Goodreads: 3 Below
Series: Floors #2
Leo Fillmore now owns the Whippet Hotel, but his old nemesis Ms. Sparks is back and ready for revenge. To save his home, Leo and his best friend Remi will have to travel to floors they never knew existed.
3 Below is a solid follow-up to Floors, bringing back the old beloved characters and adopting the same plot formula. As with the last book, the basic premise does not make a lot of sense–not if you believe Merganzer Whippet should have just saved the hotel himself (he could have done so easily and almost immediately) and not if you do not understand why Whippet likes to put children in constant danger and call it fun. However, if you are willing to accept that saying “Merganzer is a genius and a madman” covers all contortions of logic, 3 Below proves a romping good adventure.
The magic of the Floors books lies primarily, I think, in the Whippet Hotel. I picked up the second book in the series not because I wanted to read more about Leo or because I wanted to know how the hotel would be saved this time, but because I wanted to explore the floors Leo never knew existed. They lie below the hotel and obviously that means they must be the most dangerous–and therefore the best! If rooms full of cake and rooms that act as life-size pinball machines are rented to guests, only imagine what lies hidden from the public!
Unfortunately, I found the subbasement mostly a letdown. The characters act like it’s really dangerous down there, giving whispered warnings and speaking of dungeons and mad scientists. It’s true it’s kind of creepy down there and that the scientist is kind of offbeat, but no one is conducting human experiments or using medieval torture instruments. After all, these places were built by Merganzer Whippet, master of fun. He might be weird, too, but he’s not condoning anything unseemly. After all the hype about how Leo and his best pal Remi might never return, I felt rather cheated.
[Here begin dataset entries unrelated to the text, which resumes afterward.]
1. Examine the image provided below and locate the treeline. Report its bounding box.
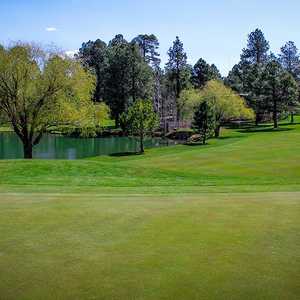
[76,34,221,126]
[225,29,300,128]
[76,29,300,127]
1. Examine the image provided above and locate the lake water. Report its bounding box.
[0,132,176,159]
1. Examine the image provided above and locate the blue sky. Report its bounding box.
[0,0,300,75]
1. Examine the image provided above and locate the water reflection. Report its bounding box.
[0,132,175,159]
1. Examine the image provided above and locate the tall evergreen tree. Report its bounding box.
[105,34,154,126]
[128,43,154,102]
[132,34,160,69]
[225,29,274,125]
[192,58,221,88]
[105,34,131,126]
[279,41,300,80]
[76,39,107,102]
[262,60,298,128]
[166,36,190,121]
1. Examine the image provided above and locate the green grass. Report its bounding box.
[0,118,300,300]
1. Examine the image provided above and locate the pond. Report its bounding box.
[0,132,176,159]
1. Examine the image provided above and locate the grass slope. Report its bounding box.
[0,120,300,300]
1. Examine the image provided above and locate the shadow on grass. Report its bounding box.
[238,126,294,133]
[109,152,144,157]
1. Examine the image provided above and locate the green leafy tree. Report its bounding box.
[180,80,254,137]
[192,58,221,88]
[0,45,94,158]
[262,60,299,128]
[75,39,107,102]
[193,101,215,145]
[122,100,158,153]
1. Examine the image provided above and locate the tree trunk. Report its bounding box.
[255,113,259,126]
[273,100,278,128]
[215,125,221,138]
[23,142,33,159]
[202,129,206,145]
[140,134,144,153]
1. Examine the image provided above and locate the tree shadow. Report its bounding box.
[238,126,294,133]
[109,152,144,157]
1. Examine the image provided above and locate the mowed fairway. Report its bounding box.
[0,120,300,300]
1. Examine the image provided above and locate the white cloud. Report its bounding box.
[46,27,57,32]
[65,50,78,58]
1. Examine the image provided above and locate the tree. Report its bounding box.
[181,80,254,137]
[279,41,300,124]
[225,29,271,125]
[192,58,221,88]
[279,41,300,80]
[166,36,190,121]
[104,34,132,126]
[128,43,154,102]
[241,29,270,64]
[122,100,158,153]
[0,45,94,158]
[75,39,107,102]
[262,60,298,128]
[193,101,215,145]
[104,34,154,126]
[132,34,160,69]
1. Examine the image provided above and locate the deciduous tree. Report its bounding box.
[0,45,94,158]
[122,100,158,153]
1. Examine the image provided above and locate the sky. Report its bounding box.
[0,0,300,76]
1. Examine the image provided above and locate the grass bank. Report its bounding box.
[0,118,300,300]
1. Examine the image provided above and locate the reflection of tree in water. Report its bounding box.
[0,132,175,159]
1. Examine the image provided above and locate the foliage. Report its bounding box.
[241,28,270,64]
[191,58,221,88]
[193,101,216,145]
[279,41,300,80]
[122,100,158,153]
[262,61,299,128]
[166,36,191,121]
[0,45,94,158]
[180,80,254,136]
[95,102,110,126]
[132,34,160,69]
[105,34,153,126]
[75,39,107,102]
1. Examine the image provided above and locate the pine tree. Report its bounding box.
[132,34,160,69]
[241,29,270,64]
[75,39,107,102]
[192,58,221,88]
[193,101,215,145]
[279,41,300,80]
[166,36,191,121]
[262,60,298,128]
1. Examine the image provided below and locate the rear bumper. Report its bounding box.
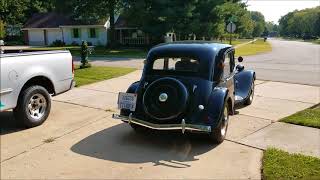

Leo and Remi are a pleasure to read about, however. They have a lovely camaraderie, mostly remaining good-natured and fair even in stressful situations. Their friendly chemistry is excellent, too. While Leo provides the level-headedness and the brains necessary for their adventures, Remi supplies the humor and fun (while still making himself useful, mind you. He’s not mere comic relief, but proposes more off-the-wall suggestions when Leo gets stuck and is always ready to sacrifice himself for the mission–after a little prodding). They work well together as a team and I’m pleased that (SPOILER! alert) this book shows that their new mixed family is working out well for both of them.
3 Below is a fun little adventure, if not the mission of doom and utter suspense that it seems it wishes it could be. I enjoyed it enough that I am willing to finish the trilogy, though not impressed enough that I feel inspired to try Patrick Carman’s other works.